On the $p$-adic valuations of values of Legendre polynomials
Max A. Alekseyev, Tewodros Amdeberhan, Jeffrey Shallit, Ingrid Vukusic
TL;DR
The paper derives explicit $p$-adic valuations $\nu_p(P_n(p))$ and $\nu_p(P_n(r))$ for Legendre polynomials, expressing them in terms of base-$p$ digit sums and binomial valuations, and proves a recurrence that yields $p$-regularity of the sequence $(\nu_p(P_n(p)))$ for every prime $p$. It provides a complete description for both odd primes and the case $p=2$, including a closed form $\nu_p(P_n(p)) = (2s_p(\lfloor n/2\rfloor) - s_p(n) + (n\bmod 2)p)/(p-1)$ and corresponding even/odd index formulas. The results imply $\nu_p(M_n(p)) = \nu_p(P_n(p))$ (Cigler’s conjecture) by relating $M_n(x)$ to $P_n(x)$ and extend known $3$-adic phenomena to general primes, offering recurrence relations that recover recent $p$-adic regularity findings (e.g., Shen 2023 for $p=3$).
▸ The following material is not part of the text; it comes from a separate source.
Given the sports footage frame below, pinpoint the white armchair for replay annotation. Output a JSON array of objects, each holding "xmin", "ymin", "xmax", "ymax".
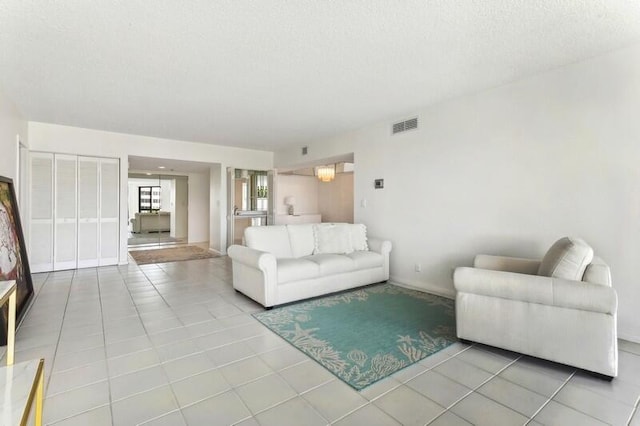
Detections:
[{"xmin": 454, "ymin": 238, "xmax": 618, "ymax": 378}]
Altogether, the work advances understanding of $p$-adic valuations in Legendre polynomials and their combinatorial connections.
Abstract
We prove an explicit formula for the $p$-adic valuation of the Legendre polynomials $P_n(x)$ evaluated at a prime $p$, and generalize an old conjecture of the third author. We also solve a problem proposed by Cigler in 2017.